Pada saat sampai di Cidamar. Beliau tercium oleh antek antek Belanda. Maka Bagus Rangin lari menuju Pantai Selatan, menumpangi kele atau rakit, perahu dari batang pisang. Umpal umpalan di atas gelombang, ahirnya terdampar di pinggir pantai. Sampailah Ki Bagus Rangin di Cisewu, Garut. Beliau sempat mengangkat orang orang  yang dianggap pengikut setia dan berilmu, dijadikan para Senapati, diantaranya : 1. Pangeran Genjreng, 2. Pangeran Bradjasakti, 3. Ki Sewo, dan Ki Pranadjaya. Beliau punya rencana untuk mengadakan lagi pergerakan pemberontakan.
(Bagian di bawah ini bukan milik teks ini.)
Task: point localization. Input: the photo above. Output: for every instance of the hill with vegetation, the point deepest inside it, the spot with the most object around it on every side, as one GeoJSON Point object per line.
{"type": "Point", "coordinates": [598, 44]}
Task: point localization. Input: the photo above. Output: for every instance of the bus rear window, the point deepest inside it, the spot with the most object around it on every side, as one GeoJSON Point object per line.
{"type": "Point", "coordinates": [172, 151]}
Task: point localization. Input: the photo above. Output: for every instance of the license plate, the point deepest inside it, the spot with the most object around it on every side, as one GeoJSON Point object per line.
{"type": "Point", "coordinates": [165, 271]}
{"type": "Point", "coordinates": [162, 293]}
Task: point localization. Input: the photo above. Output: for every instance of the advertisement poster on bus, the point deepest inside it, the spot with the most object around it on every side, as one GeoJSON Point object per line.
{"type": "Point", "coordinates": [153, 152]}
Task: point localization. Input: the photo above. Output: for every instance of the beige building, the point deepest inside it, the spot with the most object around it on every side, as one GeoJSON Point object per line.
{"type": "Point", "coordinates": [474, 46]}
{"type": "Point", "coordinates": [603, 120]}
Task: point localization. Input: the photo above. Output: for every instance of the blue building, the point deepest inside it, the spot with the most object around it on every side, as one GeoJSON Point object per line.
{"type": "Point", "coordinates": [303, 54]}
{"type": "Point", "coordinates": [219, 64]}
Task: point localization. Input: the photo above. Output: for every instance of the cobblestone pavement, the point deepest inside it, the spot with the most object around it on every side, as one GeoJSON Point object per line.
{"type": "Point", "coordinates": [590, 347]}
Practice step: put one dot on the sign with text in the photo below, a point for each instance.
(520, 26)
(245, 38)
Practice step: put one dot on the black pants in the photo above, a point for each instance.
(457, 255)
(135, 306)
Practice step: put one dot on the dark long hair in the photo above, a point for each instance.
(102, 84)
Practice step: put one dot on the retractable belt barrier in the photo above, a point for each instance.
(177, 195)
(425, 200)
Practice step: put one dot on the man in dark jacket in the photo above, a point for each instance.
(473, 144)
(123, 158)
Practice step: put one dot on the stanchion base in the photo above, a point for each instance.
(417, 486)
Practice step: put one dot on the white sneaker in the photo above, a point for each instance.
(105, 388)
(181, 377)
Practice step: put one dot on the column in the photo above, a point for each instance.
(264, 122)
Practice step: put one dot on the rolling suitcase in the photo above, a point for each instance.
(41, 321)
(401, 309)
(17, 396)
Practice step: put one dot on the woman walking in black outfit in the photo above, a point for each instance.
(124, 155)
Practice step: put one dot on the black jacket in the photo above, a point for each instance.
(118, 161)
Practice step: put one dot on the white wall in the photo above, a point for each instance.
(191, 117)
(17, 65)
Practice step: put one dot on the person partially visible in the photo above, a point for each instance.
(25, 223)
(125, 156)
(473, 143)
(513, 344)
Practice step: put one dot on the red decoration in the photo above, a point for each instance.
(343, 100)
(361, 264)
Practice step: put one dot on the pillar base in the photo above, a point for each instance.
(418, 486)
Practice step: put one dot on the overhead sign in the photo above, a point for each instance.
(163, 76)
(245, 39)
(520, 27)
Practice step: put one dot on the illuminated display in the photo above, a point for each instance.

Namun, sebelum melangkah lebih jauh untuk membentuk kekuatan lagi, beliau terlebih dahulu memohon kepada Allah  untuk diberi petunjuk.  Akhirnya beliau datang ke Gunung Wayang Pangalengan, di hulu sungai Citarum bermunajat / tapa, untuk mendapatkan petunjuk. Petunjuk yang beliau dapatkan, jangan dilanjutkan pemberontakan itu. Turunlah Bagus Rangin menyelusuri sungai Citarum, malik mudik, menyelusuri anak sungai Citarum yaitu Cisangkuy. Dari situ sampai di Leuwi Kosta, Tihangroke, Banjaran Bandung. Ganti rupa jadi budak angon kebo ( menjadi anak pengembala kerbau ).
 Dari situ beliau nyamar sebagai pemuda mencari sesuap nasi, dan tinggalah di rumah Ama Aria, Wadana distrik Banjaran Bandung, sebagai pembantu. Karena dianggap anak sendiri, Bagus Rangin diberi kamar. Namun Ama Aria merasa aneh, karena budak angon itu setiap magrib tidak pernah keluar rumah.  Ahirnya suatu hari, pemuda itu ditanya berkali-kali oleh Ama Aria, ahirnya ia mengakui bahwa dirinya adalah Bagus Rangin.


 Ama Aria merupakan paman dari R.A.A.Wiranatakusumah / Dalem Bandung. Maka ia melaporkan hal tersebut  pada sang Dalem, bahwa beliau mempunyai anak angkat bernama : Bagus Rangin. Dalem Bandung RAA wiranatakusumah menutupi keadaan Bagus Rangin, karena beliau mengetahui bahwa Bagus Rangin adalah pejuang yang sedang dicari oleh Belanda. Dan untuk menutupi Belanda, maka Bagus Rangin oleh Dalem Bandung RAA Wiranatakusumah diganti nama menjadi Rd. Sumapradja, dan Ama Aria / Wadana Banjaran Bandung mempunyai adik ipar bernama Nyi Rd Endji,  adik istri Wadana bernama Rd. Muntisa. Ahirnya Bagus Rangin ditikahkan dengan Nyi Rd. Enji dan berumah tangga di kampung Bunut Dangdeur Kiangroke Banjaran Bandung. Makamnya juga ada di daerah tersebut. Pada saat wafat, Bagus Rangin berusia 120 tahun.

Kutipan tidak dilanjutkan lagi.